In the period 1929-1930 she began to meet other Quebec painters such as Edwin Holgate and studied with Jean-Paul Lemieux at the leading Beaver Hall Hill Studio. Between 1934 and 1936 Jori Smith travelled extensively in England, France and Spain. Returning to Canada she met other influential painters of thsi period such as John Lymna, Phillip Surrey and Alfred Pellan.
Today at the age of 80, her artistic activity spans 60 years... includiing 38 consecutive years exhibiting in the Montreal Museum of Fine Arts Sping Show, winningits prestigiou Jessie Dow Prize for painting in 1955. Her first solo exhibition was held in Montreal’s Dominion Gallery in 1952.
Jori Smith’s work has been shown in all the major centres of Canada, including the National Gallery of Canada, Ottawa, Toronto, Vancouver, Quebec City, Winnipeg, Kingston and Edmonton, as well as international exhibitions in New York City, London, and other European centres. Her work maybe found in many public and private collections in Canada and abroad.
The period known as ”the thirties” was an etremely difficult time to be a painter in Canada... doubly so for many women painters. There were at best only three private art galleries in Montreal where a painter could hope to exhibit.
Most of us have, for various reasons, under-rated the important contributions made by women to Modernism generally... and to Canadian painting... to Montreal painting particularly. Jori Smith has made such a contribution. Her work over the years, can only be described today as significant.
The painting of Jori Smith has been likened by some art-critics to that of Matisse, with its sensitive use of colour, poetic imagery and verve. Her work reconciles us with the world, not by political dissent but by the joyful contemplation of pleasure in nature.
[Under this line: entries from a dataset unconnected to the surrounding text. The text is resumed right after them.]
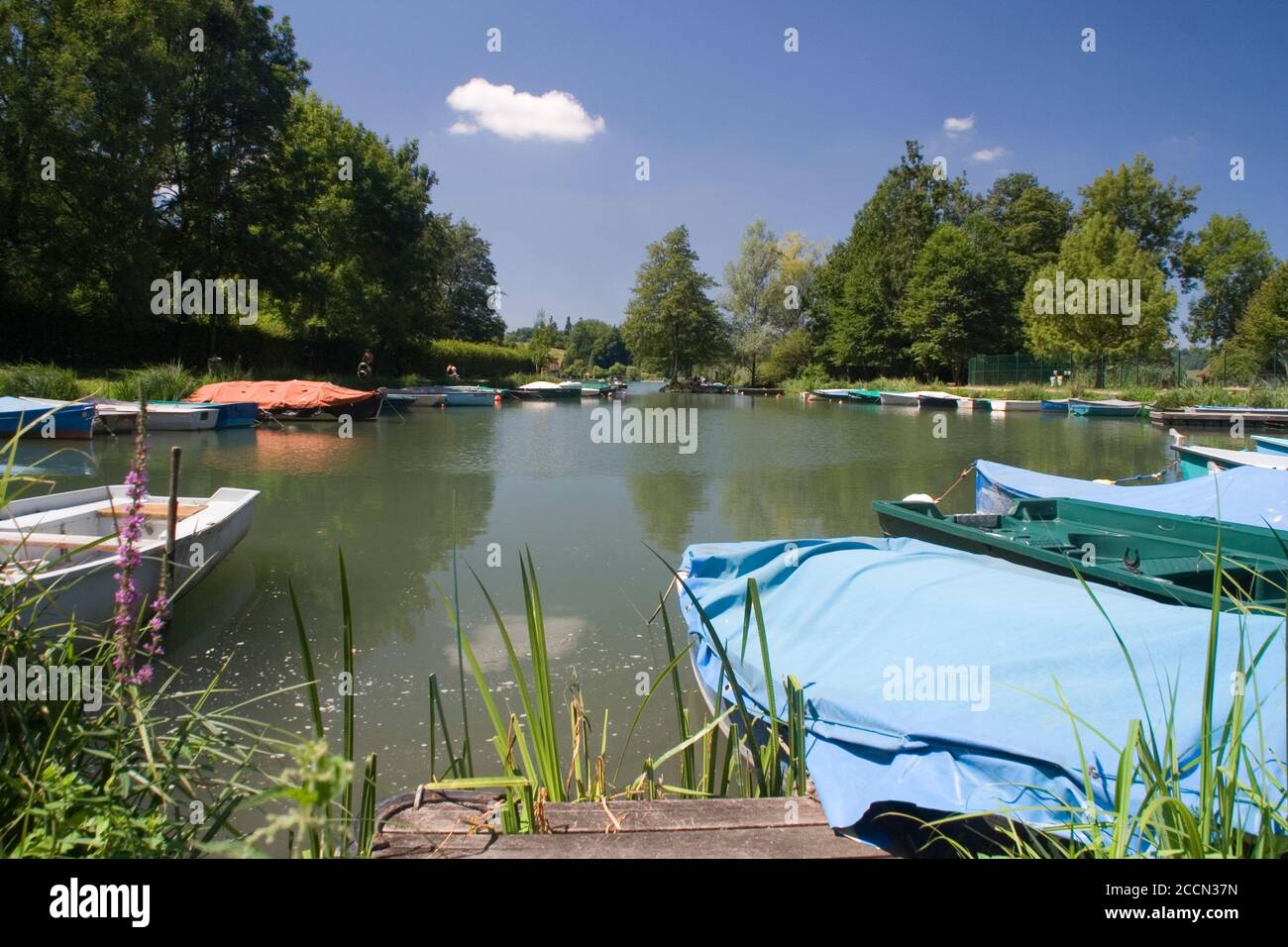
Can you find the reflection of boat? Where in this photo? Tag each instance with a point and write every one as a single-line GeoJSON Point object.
{"type": "Point", "coordinates": [295, 399]}
{"type": "Point", "coordinates": [898, 637]}
{"type": "Point", "coordinates": [44, 460]}
{"type": "Point", "coordinates": [1199, 462]}
{"type": "Point", "coordinates": [1109, 407]}
{"type": "Point", "coordinates": [48, 419]}
{"type": "Point", "coordinates": [58, 552]}
{"type": "Point", "coordinates": [1163, 556]}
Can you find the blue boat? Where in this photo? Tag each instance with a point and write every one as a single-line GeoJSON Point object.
{"type": "Point", "coordinates": [1247, 495]}
{"type": "Point", "coordinates": [1198, 462]}
{"type": "Point", "coordinates": [939, 680]}
{"type": "Point", "coordinates": [1270, 445]}
{"type": "Point", "coordinates": [71, 420]}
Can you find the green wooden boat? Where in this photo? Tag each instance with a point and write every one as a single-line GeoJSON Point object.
{"type": "Point", "coordinates": [1162, 556]}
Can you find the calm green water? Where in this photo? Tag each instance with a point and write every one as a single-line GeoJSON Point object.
{"type": "Point", "coordinates": [397, 493]}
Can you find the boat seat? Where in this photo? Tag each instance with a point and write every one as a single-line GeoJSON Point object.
{"type": "Point", "coordinates": [1167, 566]}
{"type": "Point", "coordinates": [54, 540]}
{"type": "Point", "coordinates": [155, 510]}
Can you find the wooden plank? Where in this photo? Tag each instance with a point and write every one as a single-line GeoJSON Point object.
{"type": "Point", "coordinates": [467, 826]}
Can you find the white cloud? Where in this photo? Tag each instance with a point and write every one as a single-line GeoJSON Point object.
{"type": "Point", "coordinates": [554, 116]}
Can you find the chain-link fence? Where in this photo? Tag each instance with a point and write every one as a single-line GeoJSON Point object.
{"type": "Point", "coordinates": [1021, 368]}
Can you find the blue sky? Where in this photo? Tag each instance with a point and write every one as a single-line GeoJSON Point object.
{"type": "Point", "coordinates": [735, 128]}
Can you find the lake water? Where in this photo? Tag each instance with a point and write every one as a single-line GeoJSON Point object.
{"type": "Point", "coordinates": [399, 493]}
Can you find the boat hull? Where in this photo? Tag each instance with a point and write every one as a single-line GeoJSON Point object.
{"type": "Point", "coordinates": [86, 590]}
{"type": "Point", "coordinates": [1166, 557]}
{"type": "Point", "coordinates": [900, 399]}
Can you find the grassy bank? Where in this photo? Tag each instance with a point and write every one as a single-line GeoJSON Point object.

Through her instinctive sense of beauty and insight she has transformed the unremarkable into theuniversal.
Jori Smith has never been a fashionable “mainstream” painter... rather she has consistently developed her own singular vision for well over half a century... steadily and singlemindedly purifying and refining her personal visual language. She has said “... I paint as some people sing... well or badly as the case may be... but always with joy...”
Jori Smith is considered an important painter both by her peers and art historians alike. There is no doubt that her stature is assured in any History of Art as one of Canada’s significant painters.
Mr. Chancellor, on behalf of the Senate, and by the authority of the Board of Governors, I present to you Jori Smith, so that you may confer on her the degree of Doctor of Laws, honoris causa.